I’ve used K7 inks for a year now and am familiar with linearizing using Roy Harrington’s droplet. Now I’m ready to get going with the Pro inks (Epson 3880). However, the 2017 Deluxe Edition Manual does not explain how to deal with the 3 curves used with Pro inks. Reading previous posts in this forum it seems that the recommendation is to linearize the Cool quad curve, and the Warm quad curve, right? I know the moderators say it should work right out of the box, but I’m going to check it anyway. I am confused by the Neutral quad curve. Why not linearize the neutral curve? If a neutral colored image is some combination of the Warm and Cool inks (2:8 or whatever) then what is the role of a Neutral quad curve given that there is no Neutral ink? How does linearizing Warm and Cool affect the Neutral quad curve? Can one have linear Warm and Cool quad curves, and print using just the Neutral curve and have the print not be linear?

I’m sure this is my limitation, and I am grateful if anyone can shed light on this for me. Thank you,

Wayne


#2

hello Wayne,

I’m using ProK4 and I really can answer only about my own short experience. I tried the master-curves on Baryta Type5, Hahmühle P.Rag (ultra smooth & Bright White) and 4 Awagami papers. On Type 5 the differences ,between the master-curves and a new linearization (of the 3 curves) are very small but nevertheless “visible”. On the other hand, with matt papers, the linearization (not the same for Hahnemühle and Awagami) of the curves proved indispensable, even on the neutral curve.

Ps: I’m using the “piezography step error correction tool”

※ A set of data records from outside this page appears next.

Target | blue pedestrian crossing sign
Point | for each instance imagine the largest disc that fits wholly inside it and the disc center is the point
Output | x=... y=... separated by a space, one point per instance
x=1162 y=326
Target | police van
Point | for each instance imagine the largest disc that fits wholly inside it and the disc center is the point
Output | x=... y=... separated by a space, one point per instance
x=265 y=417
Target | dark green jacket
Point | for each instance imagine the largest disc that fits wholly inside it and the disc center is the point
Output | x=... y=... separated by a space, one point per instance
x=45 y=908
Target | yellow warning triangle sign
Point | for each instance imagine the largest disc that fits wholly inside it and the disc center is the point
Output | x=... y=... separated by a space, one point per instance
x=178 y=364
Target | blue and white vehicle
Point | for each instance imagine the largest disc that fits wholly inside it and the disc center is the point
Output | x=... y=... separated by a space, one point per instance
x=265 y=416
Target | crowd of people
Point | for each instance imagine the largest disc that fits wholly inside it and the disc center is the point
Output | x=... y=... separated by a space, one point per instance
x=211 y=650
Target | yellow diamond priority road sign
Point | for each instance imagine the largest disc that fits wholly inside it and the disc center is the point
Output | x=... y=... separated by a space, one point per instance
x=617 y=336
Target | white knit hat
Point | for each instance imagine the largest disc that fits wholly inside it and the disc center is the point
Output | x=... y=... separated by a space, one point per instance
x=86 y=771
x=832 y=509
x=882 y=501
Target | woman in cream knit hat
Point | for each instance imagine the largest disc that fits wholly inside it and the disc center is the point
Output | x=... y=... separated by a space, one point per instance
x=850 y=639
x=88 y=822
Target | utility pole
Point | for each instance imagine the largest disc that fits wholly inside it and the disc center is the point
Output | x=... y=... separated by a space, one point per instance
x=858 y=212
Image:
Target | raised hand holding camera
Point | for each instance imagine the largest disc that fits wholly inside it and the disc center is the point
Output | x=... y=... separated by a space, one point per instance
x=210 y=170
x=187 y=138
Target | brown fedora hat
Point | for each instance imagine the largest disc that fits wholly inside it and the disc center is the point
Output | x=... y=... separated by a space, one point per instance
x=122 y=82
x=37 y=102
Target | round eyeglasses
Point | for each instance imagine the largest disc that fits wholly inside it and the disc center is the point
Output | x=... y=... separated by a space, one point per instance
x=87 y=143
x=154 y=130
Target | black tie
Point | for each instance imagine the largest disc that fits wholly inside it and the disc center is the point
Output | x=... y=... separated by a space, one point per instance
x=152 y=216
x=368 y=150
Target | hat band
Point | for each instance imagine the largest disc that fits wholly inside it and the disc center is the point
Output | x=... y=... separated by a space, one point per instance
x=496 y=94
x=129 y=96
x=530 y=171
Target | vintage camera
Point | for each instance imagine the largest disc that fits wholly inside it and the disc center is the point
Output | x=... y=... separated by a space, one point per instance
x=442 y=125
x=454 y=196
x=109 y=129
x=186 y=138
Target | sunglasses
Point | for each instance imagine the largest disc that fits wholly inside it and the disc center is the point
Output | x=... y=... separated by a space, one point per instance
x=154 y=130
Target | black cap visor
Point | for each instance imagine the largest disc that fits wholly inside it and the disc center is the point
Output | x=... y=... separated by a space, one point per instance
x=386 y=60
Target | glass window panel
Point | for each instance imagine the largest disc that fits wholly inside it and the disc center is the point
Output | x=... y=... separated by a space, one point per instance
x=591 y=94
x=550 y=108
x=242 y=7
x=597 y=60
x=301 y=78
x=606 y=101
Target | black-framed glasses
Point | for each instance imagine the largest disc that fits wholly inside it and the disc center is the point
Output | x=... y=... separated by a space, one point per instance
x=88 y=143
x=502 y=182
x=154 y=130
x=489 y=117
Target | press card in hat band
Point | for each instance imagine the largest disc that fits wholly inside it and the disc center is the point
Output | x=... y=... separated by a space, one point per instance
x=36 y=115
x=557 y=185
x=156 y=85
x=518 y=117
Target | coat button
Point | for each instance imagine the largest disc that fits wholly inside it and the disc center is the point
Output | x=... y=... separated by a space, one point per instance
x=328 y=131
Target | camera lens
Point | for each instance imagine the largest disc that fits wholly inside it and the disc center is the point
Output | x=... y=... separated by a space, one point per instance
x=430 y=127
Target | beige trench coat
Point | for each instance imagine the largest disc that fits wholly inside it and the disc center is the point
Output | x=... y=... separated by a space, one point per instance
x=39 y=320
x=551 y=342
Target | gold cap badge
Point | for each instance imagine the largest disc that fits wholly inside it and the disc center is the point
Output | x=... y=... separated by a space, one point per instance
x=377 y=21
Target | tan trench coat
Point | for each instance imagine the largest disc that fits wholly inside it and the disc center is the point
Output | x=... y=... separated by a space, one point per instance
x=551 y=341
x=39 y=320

I hope this can help you a little…

best,

Anthony


#3

Just my humble opinion. You can create neutral tones by one of two means:

Method 1.) either by using a 100% neutral curve that blends the warm and cool inks into a neutral tone, or

Method 2.) by specifying a percentage of the cool curve plus a percentage of the warm curve that creates neutral tones .

The linearization process is adusting the curves to your particular printer. The neutral curve may have been created from a combination of the warm and cool curves, but it is an independent curve that is not changed when you change either the warm or cool curve.

If you choose to print your own neutral tones using method 2) above, by only specifying a percentage of a linearized cool curve and a percentage of a linearized warm curve, then the resulting output should be linear. If you choose to print your own neutral tones using Method 1), by specifying 100 percent of a neutral curve, then that curve should be linearized as well.


#4

Neutral on gloss is between 18% and 22% warm and on matte it’s between 22% and 30% warm.

 

For those who can conceptualize that as the middle (aka, 82% cool and 18% warm = middle) than the neutral curve is not exactly needed.

 

best,

Walker


#5

Thank you all for your responses. It makes more sense to me now, and I get it!